In dieci anni, gli Acid Arab hanno partecipato a migliaia di show in cinquanta paesi di quattro continenti grazie ai loro due Ep (“Collection” per l’etichetta Versatile), e ai due album registrati per Crammed Discs (”Musique de France” nel 2016, seguito da ”Jdid” nel 2019). Il titolo della loro ultima fatica è un simbolo che pochi in occidente riconosceranno: “٣” è il segno arabo per il numero 3. Un album con dieci canzoni che spaziano dall’house a Bollywood, unendo musica elettronica e melodie orientali, un mix che permette contaminazioni di ritmi techno con il gasba algerino, un flauto di legno di rosa dal suono inconfondibile, i ritmi trance anatolici e il raï “bionico”. Sulle basi create dai cinque musicisti (oltre a Minsky e Carvalho i membri stabili del progetto sono Pierre-Yves Casanova, Nicolas Borne e il tastierista algerino Kenzi Bourras) si appoggiamo le voci di otto vocalist provenienti dal sud del mediterraneo: Wael Alkak, Cem Yıldız, Ghizlane Melih, Khnafer Lazhar, Sofiane Saïdi, Fella Soltana, Cheb Halim e Rachid Taha.
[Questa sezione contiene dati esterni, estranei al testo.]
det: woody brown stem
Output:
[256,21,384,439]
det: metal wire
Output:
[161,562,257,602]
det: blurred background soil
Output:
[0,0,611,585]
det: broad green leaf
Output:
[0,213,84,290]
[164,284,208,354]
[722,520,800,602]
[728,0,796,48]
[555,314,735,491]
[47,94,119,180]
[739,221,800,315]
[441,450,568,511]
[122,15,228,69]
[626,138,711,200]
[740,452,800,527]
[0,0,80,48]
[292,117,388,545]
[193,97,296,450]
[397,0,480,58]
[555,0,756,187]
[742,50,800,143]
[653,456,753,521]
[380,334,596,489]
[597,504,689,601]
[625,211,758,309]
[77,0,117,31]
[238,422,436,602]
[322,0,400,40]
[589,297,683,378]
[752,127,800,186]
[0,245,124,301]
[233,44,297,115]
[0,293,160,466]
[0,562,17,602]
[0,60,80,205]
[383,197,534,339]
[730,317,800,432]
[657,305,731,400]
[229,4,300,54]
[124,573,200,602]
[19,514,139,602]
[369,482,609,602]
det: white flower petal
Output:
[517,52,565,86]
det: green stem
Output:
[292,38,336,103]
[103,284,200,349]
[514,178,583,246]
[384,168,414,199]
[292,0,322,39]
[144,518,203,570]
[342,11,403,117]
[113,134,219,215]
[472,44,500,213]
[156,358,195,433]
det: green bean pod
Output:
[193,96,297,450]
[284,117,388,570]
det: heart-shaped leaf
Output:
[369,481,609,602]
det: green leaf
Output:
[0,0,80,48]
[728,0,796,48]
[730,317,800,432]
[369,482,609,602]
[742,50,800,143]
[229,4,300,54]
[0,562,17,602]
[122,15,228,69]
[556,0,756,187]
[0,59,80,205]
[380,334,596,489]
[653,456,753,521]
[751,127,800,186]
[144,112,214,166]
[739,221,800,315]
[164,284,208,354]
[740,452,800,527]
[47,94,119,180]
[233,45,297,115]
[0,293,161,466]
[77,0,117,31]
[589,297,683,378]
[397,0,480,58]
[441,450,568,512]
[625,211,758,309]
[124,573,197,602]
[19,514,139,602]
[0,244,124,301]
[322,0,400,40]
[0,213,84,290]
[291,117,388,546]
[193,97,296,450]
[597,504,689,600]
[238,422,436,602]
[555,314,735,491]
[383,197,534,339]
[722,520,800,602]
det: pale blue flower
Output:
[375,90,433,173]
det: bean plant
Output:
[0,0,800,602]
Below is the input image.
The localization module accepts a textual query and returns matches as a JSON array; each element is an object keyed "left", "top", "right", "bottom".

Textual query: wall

Punto di partenza del nuovo album è “Leila”, che in arabo vuol dire “notte” ma nel mondo della musica occidentale richiama un successo indimenticabile di Eric Clapton. La voce è dell’algerino Sofiane Saïdi, chiamato “il principe del rai 2.0”, già presente nel primo disco degli Acid Arab. È una canzone che parla di esilio, di un algerino che muore dalla voglia di ascoltare musica algerina e ubriacarsi e ballare con Leila, la notte… "Rachid trip" invece campiona la voce di Rachid Taha, un colosso della canzone magrebina scomparso nel 2018, che aveva già collaborato con gli Acid Arab e aveva registrato la sua parte anni fa. «Dopo una cena insieme gli avevamo proposto di cantare un po’ da crooner su una base elettronica e lui ci ha voluto provare, lo ha registrato sul telefono. Adesso abbiamo ripreso quella registrazione e l’abbiamo riutilizzata: siamo felici perché il figlio ha apprezzato il risultato, è un omaggio a un grande musicista».
«Il nostro progetto», ha spiegato Carvalho, «è nato da un viaggio in Tunisia che abbiamo fatto dieci anni fa. Guido e io siamo andati a suonare a un festival e lì è nata la prima fusione tra le nostre basi e la melodia araba. Suonando con gli altri lì al festival ci siamo resi conto che quel mix poteva dare qualcosa di interessante, di potente. E al ritorno a Parigi abbiamo cominciato a lavorarci». Ma perché citare il mondo arabo da parte di un duo che all'inizio univa solo radici portoghesi (Carvalho) e russe (Minski)? «Perché il mondo arabo era il cuore del progetto, il collante. Del resto in tutti i nostri dischi, in particolare in questo, non c’è solo una lingua araba ma tante, ci sono i dialetti di tanti paesi diversi, Algeria, Marocco, Siria…».
Il progetto è nato dopo un momento di grande apertura e curiosità che era stato interrotto bruscamente dal terrorismo: «Negli anni Novanta c’è stato un grande movimento di scambi, la scoperta di musiche turche, indiane, del mondo arabo nel senso più largo. Questo interesse si stava facendo strada tra gli amanti del vinile e della musica in generale, c’erano riedizioni e ristampe che cominciavano a toccare anche la club culture. Aggiungi il successo di quello che possiamo chiamare il "rai francese", con Cheb Khaled e dischi come "1.2.3 Soleils"… Poi con l’11 settembre tutto questo è evaporato, ma adesso si sta ricostruendo con altre basi». All’inizio Acid Arab era solo un gruppo Facebook «che doveva organizzare una festa intorno a questo tema musicale in un locale del Diciottesimo Arrondissement. Poi è diventato un appuntamento mensile, poi un genere musicale che abbiamo deciso di battezzare Acid Arab, e poi è diventato un gruppo musicale, un po’ naturalmente, un po’ per caso…».
Un gruppo che qualche settimana fa ha conquistato il teatro Olympia, il tempio della musica di Parigi, e lo ha trasformato per due ore in una discoteca gigante: «Un'esperienza esaltante, né noi né il pubblico volevamo finire», commenta Carvalho. «Alla fine abbiamo detto al pubblico: se volete seguirci venite coi noi, continuiamo in un altro locale… A emozionarci non era solo il fatto di suonare all’Olympia: eravamo particolarmente entusiasti perché finalmente, per una volta, a sentirci c’erano le nostre famiglie, che non ci seguono mai in tournée».